Moving to the Interior of B.C. today is not particularly difficult; I daresay that most of the people reading this piece have done it themselves, and found it a fairly smooth process. Finding a house, packing up your belongings, transporting them here, and then acquiring anything new you might need is almost always accompanied by a few minor inconveniences, but nothing that cannot easily be overcome.
Now imagine moving here in the 1860s, at a time when you would almost certainly have had to build your own dwelling-place, and transport anything you wanted to furnish or decorate it with yourself (pack-trains and freight services were available, but they were a costly proposition for those trying to establish a new life in the wilds of an untamed land). Basic amenities were almost unknown, and the further north you traveled the fewer there were to be had. Stores were few and far between, and largely confined themselves to selling the necessities of life. If you could not make it, grow it, or build it yourself, you very often went without.
Thus it is that when we picture the lives of the pioneer settlers of the Interior, it’s not difficult to imagine scenes of almost unrelenting hardship and toil. Pictures from the time confirm this view: stern-faced men in practical, hard-worn clothing stand in front of crude buildings on roads that were little more than rough tracks carved out of the harsh landscape. The few women who appear in these photographs wear plain, serviceable dresses; frills and extras are conspicuously absent.

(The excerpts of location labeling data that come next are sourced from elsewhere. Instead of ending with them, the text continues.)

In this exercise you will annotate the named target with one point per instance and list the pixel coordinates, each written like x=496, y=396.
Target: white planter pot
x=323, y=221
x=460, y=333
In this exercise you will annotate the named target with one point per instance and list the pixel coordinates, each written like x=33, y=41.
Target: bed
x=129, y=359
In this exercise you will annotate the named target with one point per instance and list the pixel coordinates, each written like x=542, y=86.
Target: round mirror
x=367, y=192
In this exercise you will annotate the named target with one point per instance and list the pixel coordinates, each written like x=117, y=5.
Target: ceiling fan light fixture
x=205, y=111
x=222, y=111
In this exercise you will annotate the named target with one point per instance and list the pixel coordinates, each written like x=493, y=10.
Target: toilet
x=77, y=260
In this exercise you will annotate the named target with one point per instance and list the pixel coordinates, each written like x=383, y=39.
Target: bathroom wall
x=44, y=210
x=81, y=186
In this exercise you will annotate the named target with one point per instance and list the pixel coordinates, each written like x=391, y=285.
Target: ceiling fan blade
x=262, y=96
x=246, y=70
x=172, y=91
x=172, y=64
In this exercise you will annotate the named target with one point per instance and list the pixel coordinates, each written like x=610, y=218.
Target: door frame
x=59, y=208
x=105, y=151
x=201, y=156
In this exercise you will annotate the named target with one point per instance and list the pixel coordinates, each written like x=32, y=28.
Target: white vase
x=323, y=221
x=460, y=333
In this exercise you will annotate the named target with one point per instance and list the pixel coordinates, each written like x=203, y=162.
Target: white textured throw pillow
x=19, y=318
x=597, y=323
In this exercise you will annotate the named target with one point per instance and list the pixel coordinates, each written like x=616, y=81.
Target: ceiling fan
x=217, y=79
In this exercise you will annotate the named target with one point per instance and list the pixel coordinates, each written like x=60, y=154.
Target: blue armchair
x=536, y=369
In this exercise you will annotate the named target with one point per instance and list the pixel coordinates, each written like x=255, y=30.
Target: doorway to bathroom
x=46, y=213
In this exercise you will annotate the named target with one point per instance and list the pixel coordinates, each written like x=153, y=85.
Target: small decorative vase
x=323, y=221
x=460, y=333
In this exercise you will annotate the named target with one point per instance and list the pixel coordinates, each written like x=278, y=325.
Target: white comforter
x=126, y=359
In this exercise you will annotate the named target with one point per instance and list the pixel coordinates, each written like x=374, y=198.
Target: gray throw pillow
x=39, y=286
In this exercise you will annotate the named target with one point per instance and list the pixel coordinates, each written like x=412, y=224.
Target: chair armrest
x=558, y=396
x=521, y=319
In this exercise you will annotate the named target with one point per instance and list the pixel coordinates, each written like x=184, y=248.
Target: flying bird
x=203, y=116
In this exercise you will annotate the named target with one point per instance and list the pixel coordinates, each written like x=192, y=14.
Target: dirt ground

A scene in the classic western film Destry Rides Again illuminates what their lives must have been like: a new female arrival from the east shows off a few “big city” luxuries to a group of eager and admiring women, all of them anxious for a glimpse of something almost impossibly glamorous.
By 1862 the stopping-place on the Cariboo Road known as 47 Mile House had become an important site, situated as it was at the junction of the roads north from Lillooet and Yale. A hotel was built there and the structure, completed in 1863, was named the Clinton Hotel to reflect the townsite’s new name. The large log building boasted eight guest rooms, as well as a bar-room and private sitting-room, and quickly became one of the best-known and successful lodging houses on the Cariboo Trail, popular with the packers and miners pouring into the area.
At some point the original owners sold the Clinton Hotel to local resident Joseph Smith, his wife Mary, and their partner Tom Marshall. The new proprietors added a billiard room and a lady’s parlor to the hotel – the additions are evident in a photograph taken in 1865 – ensuring that it became more popular than ever, and the gathering-place for local residents
Joseph Smith had already proven himself to be a community-minded man when, in 1861, he donated several acres of land to form the Clinton Pioneer Cemetery. Mary was to prove equally mindful of the town and its inhabitants, albeit in a very different way.
In 1867, having already endured several long, dark Interior winters, she decided that what Clinton needed was an event to brighten spirits and cheer hearts. She therefore planned an entertainment unlike any the town had ever seen; and on New Year’s Day 1868 the first Clinton Ball was held, in the billiard room of the Clinton Hotel.
Attendance was by invitation only, and it is not difficult to imagine that these invitations were highly prized. Indeed, we know that they were, for accounts indicate that invitees braved treacherous, arduous travel conditions and traveled long distances in order to attend. In winter it took four hours or more of difficult sleighing to travel the 23 miles from 70 Mile to Clinton, and many of the people who attended the Ball came from much further away.
No doubt in response to this fact, the Ball soon grew in scope. The first few were one night affairs, with a $5 ticket entitling the guest to attendance at the Ball, two nights of bed and breakfast at the hotel, and room and board for two horses. In 1869 the Ball was moved from the Clinton Hotel to a new warehouse which had been opened next door, as it provided far more space for the festivities, and by 1892 the newly-built first Clinton courthouse became the venue. By this time the dancing extended over three nights, if not more, and the Clinton Ball was firmly established as the premier social event of the B.C. interior.
The thrill and excitement of the Ball, particularly for the ladies who were invited, cannot be overestimated. Wardrobes were planned and ordered months in advance, with the more fashion-conscious procuring the latest finery from as far afield as Europe. It would have been common to change one’s attire several times in one day, and even have a different gown for each night’s event. For unmarried women it was an opportunity to display their charms and (possibly) find a husband, while for everyone it was a welcome relief from the day-to-day difficulties of pioneer life.
In 1920, when the Clinton Memorial Hall was built to honour local residents who had participated in the First World War, the Ball was moved there, and at some point in its history was moved from New Year’s Day to May. It has continued to this day; the longest continuously-held event of its kind in Canada, which provides local residents with at least one night a year to dress in their finest attire, kick up their heels, and take part in a piece of vibrant, living history.
Mary Smith could not have known it in 1868, but she was creating a legacy that has spanned three centuries, and which looks set to continue for many years to come.